O Dr. Walter Willett, presidente do departamento de nutrição da Harvard T.H. Chan School of Public Health, disse que as regras acadêmicas de conflito de interesse mudaram significativamente desde a década de 1960, mas que os documentos da indústria eram um lembrete de “por que a pesquisa deve ser apoiado por financiamento público, em vez de depender do financiamento da indústria”.

Dr. Willett disse que os pesquisadores tinham dados limitados para avaliar os riscos relativos de açúcar e gordura. “Tendo os dados que temos hoje, mostramos que os carboidratos refinados e especialmente as bebidas açucaradas são fatores de risco para doenças cardiovasculares, mas que o tipo de gordura na dieta também é muito importante”, disse ele.

O artigo da JAMA Internal Medicine se baseou em milhares de páginas de correspondência e outros documentos que Cristin E. Kearns, pós-doutorando da U.C.S.F., descobriu em arquivos de Harvard, da Universidade de Illinois e de outras bibliotecas.

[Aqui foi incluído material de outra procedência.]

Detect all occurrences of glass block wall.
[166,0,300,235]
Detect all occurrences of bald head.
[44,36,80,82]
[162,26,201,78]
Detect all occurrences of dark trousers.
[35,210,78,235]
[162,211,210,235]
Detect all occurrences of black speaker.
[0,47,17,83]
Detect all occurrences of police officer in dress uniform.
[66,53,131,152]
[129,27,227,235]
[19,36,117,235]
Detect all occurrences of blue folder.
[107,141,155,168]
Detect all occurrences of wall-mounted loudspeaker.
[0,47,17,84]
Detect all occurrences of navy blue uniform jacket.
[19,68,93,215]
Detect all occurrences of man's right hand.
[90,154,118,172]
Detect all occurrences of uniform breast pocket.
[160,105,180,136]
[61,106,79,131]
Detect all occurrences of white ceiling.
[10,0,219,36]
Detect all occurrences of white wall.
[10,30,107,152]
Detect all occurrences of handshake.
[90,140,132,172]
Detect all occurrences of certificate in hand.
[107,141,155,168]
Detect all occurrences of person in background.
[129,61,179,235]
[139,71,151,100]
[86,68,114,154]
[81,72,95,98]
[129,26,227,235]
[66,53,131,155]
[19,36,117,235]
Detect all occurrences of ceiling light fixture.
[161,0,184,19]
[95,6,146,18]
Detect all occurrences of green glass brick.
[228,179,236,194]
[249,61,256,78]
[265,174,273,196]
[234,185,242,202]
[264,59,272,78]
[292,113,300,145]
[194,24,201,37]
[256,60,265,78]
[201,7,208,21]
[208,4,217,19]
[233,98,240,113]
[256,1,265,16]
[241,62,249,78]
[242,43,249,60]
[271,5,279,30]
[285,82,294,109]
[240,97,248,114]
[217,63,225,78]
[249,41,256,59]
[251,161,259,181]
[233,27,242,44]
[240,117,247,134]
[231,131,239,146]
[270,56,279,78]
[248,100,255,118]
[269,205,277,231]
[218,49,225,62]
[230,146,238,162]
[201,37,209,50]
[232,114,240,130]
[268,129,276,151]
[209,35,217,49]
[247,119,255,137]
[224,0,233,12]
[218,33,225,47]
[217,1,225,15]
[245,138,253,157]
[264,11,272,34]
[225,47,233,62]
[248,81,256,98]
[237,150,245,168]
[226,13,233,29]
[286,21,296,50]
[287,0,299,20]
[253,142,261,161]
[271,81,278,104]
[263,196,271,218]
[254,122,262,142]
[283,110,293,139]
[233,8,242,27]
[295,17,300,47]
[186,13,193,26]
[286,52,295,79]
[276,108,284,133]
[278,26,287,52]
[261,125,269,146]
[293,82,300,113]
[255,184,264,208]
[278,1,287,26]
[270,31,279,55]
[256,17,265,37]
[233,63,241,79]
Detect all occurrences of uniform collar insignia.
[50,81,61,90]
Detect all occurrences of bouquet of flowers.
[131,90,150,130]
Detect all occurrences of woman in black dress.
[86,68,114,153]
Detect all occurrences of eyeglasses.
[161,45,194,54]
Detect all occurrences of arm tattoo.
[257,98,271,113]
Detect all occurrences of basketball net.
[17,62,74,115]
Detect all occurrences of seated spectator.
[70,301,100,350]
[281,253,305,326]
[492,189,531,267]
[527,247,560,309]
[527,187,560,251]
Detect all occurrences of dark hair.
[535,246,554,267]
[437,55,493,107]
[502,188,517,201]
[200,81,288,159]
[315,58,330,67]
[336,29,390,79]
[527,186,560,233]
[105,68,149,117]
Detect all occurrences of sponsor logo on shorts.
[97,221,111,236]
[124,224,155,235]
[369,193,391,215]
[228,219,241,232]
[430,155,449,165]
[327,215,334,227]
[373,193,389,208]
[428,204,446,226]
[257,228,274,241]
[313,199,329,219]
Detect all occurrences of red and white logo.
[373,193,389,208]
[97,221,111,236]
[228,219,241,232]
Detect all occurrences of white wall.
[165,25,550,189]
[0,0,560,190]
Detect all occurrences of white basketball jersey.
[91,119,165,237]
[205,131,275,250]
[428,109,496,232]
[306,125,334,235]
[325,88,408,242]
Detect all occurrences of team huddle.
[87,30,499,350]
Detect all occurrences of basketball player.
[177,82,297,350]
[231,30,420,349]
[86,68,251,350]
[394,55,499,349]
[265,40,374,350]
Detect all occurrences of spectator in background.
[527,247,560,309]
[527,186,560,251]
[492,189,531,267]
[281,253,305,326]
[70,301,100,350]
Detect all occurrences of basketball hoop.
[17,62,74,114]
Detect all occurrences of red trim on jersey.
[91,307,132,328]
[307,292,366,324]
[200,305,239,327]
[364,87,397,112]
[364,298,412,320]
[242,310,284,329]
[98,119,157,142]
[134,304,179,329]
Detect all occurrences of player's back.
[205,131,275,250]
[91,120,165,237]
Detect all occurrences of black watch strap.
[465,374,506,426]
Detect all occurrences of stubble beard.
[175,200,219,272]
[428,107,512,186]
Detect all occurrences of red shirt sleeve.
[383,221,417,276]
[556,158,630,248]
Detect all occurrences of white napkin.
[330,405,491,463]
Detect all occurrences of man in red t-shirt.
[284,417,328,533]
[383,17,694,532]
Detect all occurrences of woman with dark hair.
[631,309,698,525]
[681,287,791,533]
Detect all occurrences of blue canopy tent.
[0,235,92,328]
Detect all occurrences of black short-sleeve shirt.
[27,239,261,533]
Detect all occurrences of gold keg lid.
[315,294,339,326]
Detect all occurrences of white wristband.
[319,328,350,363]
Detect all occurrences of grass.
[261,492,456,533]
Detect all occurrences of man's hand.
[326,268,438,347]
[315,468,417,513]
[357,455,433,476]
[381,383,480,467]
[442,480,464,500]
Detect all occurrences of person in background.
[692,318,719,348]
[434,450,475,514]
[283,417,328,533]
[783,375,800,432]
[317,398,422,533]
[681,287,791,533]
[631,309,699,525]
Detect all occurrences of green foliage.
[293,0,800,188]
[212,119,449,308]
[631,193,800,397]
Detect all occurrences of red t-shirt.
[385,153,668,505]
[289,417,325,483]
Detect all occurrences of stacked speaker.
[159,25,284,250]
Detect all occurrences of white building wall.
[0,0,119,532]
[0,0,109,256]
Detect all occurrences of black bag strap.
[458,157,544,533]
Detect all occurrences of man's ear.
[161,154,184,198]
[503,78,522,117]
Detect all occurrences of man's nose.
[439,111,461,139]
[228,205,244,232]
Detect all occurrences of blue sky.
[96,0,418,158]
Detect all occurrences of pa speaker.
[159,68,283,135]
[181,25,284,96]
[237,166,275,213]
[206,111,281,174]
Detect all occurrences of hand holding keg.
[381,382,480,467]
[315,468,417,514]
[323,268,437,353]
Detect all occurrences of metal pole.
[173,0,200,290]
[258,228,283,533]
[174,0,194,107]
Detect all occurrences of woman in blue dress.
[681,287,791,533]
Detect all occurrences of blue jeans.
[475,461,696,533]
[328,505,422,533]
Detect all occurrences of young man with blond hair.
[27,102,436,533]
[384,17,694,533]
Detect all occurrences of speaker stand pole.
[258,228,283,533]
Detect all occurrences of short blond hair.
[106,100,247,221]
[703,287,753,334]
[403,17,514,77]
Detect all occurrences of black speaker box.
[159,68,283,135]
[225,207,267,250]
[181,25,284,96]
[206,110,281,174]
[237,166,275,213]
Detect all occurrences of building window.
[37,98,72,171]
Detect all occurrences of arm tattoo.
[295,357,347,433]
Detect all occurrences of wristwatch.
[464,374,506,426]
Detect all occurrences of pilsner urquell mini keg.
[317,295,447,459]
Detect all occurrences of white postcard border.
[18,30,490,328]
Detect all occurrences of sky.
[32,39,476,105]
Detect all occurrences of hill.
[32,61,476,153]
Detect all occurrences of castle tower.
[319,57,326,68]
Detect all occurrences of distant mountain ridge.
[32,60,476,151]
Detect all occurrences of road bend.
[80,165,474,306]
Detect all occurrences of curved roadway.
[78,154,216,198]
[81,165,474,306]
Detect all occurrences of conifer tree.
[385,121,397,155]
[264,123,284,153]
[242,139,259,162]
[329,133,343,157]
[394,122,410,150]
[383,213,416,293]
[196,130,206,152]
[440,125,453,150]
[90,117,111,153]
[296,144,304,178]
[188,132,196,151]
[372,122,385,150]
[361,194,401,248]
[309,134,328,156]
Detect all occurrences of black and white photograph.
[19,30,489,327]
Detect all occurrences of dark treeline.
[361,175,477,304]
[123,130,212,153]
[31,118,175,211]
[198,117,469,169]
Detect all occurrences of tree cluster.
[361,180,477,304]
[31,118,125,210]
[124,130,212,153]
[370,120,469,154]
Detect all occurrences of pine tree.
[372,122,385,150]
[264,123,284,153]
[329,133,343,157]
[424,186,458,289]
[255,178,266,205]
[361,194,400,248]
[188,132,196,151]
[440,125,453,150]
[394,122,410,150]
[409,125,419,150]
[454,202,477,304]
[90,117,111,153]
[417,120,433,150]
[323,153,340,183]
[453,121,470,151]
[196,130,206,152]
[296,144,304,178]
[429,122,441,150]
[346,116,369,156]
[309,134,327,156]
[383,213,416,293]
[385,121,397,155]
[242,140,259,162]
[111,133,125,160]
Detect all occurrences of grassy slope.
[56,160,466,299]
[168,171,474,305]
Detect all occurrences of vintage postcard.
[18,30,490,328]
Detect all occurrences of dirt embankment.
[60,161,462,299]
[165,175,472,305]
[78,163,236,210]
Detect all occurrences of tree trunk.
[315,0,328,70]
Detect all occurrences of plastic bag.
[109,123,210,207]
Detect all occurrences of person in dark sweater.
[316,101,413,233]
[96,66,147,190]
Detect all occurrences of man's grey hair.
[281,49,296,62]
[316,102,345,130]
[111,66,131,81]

Os documentos mostram que, em 1964, John Hickson, um alto executivo da indústria do açúcar, discutiu um plano com outros do setor para mudar a opinião pública “por meio das nossas pesquisas, informações e programas legislativos”.

Na época, os estudos começaram a apontar para uma relação entre dietas ricas em açúcar e as altas taxas de doenças cardíacas do país. Ao mesmo tempo, outros cientistas, incluindo o proeminente fisiologista de Minnesota Ancel Keys, estavam investigando uma teoria concorrente de que era a gordura saturada e o colesterol da dieta que representavam o maior risco de doença cardíaca.

O Sr. Hickson propôs combater as descobertas alarmantes sobre o açúcar com pesquisas financiadas pela indústria. “Então podemos publicar os dados e refutar nossos detratores”, escreveu ele.

Em 1965, Hickson convocou os pesquisadores de Harvard para escrever uma revisão que desmascararia os estudos anti-açúcar. Ele pagou a eles um total de US$ 6.500, o equivalente a US$ 49.000 hoje. O Sr. Hickson selecionou os papéis para eles revisarem e deixou claro que queria que o resultado favorecesse o açúcar.

O Dr. Hegsted, de Harvard, tranquilizou os executivos do açúcar. “Estamos bem cientes de seu interesse particular”, escreveu ele, “e cobriremos isso da melhor maneira possível”.

Enquanto trabalhavam em sua revisão, os pesquisadores de Harvard compartilharam e discutiram os primeiros rascunhos com Hickson, que respondeu que estava satisfeito com o que estavam escrevendo. Os cientistas de Harvard descartaram os dados sobre o açúcar como fracos e deram muito mais credibilidade aos dados que implicavam a gordura saturada.

“Deixe-me assegurar-lhe que isso é exatamente o que tínhamos em mente, e estamos ansiosos para sua aparição impressa”, escreveu Hickson.

Após a publicação da revisão, o debate sobre açúcar e doenças cardíacas diminuiu, enquanto dietas com baixo teor de gordura ganharam o endosso de muitas autoridades de saúde, disse Glantz.

“Pelos padrões de hoje, eles se comportaram muito mal”, disse ele.